Let $(M,g)$ be a smooth Riemannian manifold. A scalar field in $(M,g)$ is merely a map $\phi:M\to \mathbb{R}$. Under a diffeomorphism $f:(M,g)\to (M,g)$ it transforms to $\phi' = \phi\circ f$. We then have the coordinate expression: $$\phi'(x')=\phi(x).\tag{1}$$
We can also say that $\phi$ is a section of the trivial bundle $M\times \mathbb{R}$ which sends $p\mapsto (p,\phi(p))$.
Now let $f:(M,g)\to (M,g)$ a conformal map with scale factor $\Omega$. This means we have $f^\ast g=\Omega^2g$. A scalar field of weight $\Delta$ transforms, in coordinates, as $$\phi'(x')=\Omega^{-\Delta}(x)\phi(x)\tag{2}.$$
My question here is: what is the underlying geometrical structure that gives rise to this transformation law? Is there some bundle in which $\phi$ is a section so that the conformal factor naturally appears when transforming the section in an appropriate way?

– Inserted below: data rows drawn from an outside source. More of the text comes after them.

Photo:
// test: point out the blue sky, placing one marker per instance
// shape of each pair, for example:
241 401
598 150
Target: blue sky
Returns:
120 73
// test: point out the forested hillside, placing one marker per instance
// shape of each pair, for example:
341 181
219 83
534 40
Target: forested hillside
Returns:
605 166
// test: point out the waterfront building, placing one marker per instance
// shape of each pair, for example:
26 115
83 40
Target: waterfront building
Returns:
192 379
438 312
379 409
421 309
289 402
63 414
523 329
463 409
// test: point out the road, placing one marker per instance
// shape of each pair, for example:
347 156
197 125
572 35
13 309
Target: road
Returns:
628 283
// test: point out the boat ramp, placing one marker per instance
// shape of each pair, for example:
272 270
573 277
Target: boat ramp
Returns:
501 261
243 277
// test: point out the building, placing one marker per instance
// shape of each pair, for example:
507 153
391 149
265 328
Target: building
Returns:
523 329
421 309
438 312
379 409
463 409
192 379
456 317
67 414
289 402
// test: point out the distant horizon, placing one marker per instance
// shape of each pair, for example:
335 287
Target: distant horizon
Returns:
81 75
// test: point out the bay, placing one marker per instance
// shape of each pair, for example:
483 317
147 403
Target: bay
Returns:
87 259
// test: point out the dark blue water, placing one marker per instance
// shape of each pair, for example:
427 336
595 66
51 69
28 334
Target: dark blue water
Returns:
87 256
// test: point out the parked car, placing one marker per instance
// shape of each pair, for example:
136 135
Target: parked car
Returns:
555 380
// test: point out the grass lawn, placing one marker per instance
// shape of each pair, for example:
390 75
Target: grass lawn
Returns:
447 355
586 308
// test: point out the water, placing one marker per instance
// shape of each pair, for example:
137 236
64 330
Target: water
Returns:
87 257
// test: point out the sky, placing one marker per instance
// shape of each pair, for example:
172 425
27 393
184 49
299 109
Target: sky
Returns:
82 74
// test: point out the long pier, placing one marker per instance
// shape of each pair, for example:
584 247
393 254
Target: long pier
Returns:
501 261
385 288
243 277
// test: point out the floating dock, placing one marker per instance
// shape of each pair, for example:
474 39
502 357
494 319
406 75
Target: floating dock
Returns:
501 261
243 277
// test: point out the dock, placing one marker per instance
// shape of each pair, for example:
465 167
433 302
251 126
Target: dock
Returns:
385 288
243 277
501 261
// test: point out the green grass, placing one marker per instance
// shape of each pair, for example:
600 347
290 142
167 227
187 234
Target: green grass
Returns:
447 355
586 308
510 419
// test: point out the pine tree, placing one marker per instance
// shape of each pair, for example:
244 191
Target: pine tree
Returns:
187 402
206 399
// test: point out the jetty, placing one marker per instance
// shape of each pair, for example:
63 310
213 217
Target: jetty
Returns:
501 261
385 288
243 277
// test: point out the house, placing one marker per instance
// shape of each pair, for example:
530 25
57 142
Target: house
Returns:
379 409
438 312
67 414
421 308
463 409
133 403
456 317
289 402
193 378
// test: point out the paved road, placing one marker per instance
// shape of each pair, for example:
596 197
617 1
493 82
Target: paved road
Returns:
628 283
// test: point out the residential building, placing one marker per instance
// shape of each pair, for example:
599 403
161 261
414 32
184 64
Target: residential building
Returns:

To compare: the transformation law of a scalar naturally follows from $\phi' = f^\ast \phi$ expressed in coordinates. More generally for tensor fields of arbitrary rank, the usual transformation law under general coordinate transformations follows from the geometric transformation using the pullback $f^\ast$ and pushforward maps $f_\ast$. I wanted to know if we have something like that for transformation under conformal maps.
What comes to mind is a possible construction of some "bundle of conformal frames", a principal ${\rm Conf}(M,g)$-bundle over $M$, such that $\phi$ is a section of some associated bundle by the appropriate representation of ${\rm Conf}(M,g)$. In particular, the dimension $\Delta$ is encoded in the representation in which $\phi$ transforms. I just don't know how to make this precise yet.
Your $\phi$ is a section of the conformal density bundle of weight $-\Delta$. Curry and Gover wrote a nice introduction to conformal geometry which explains this well (the hyperlink goes to the page where density bundles are defined).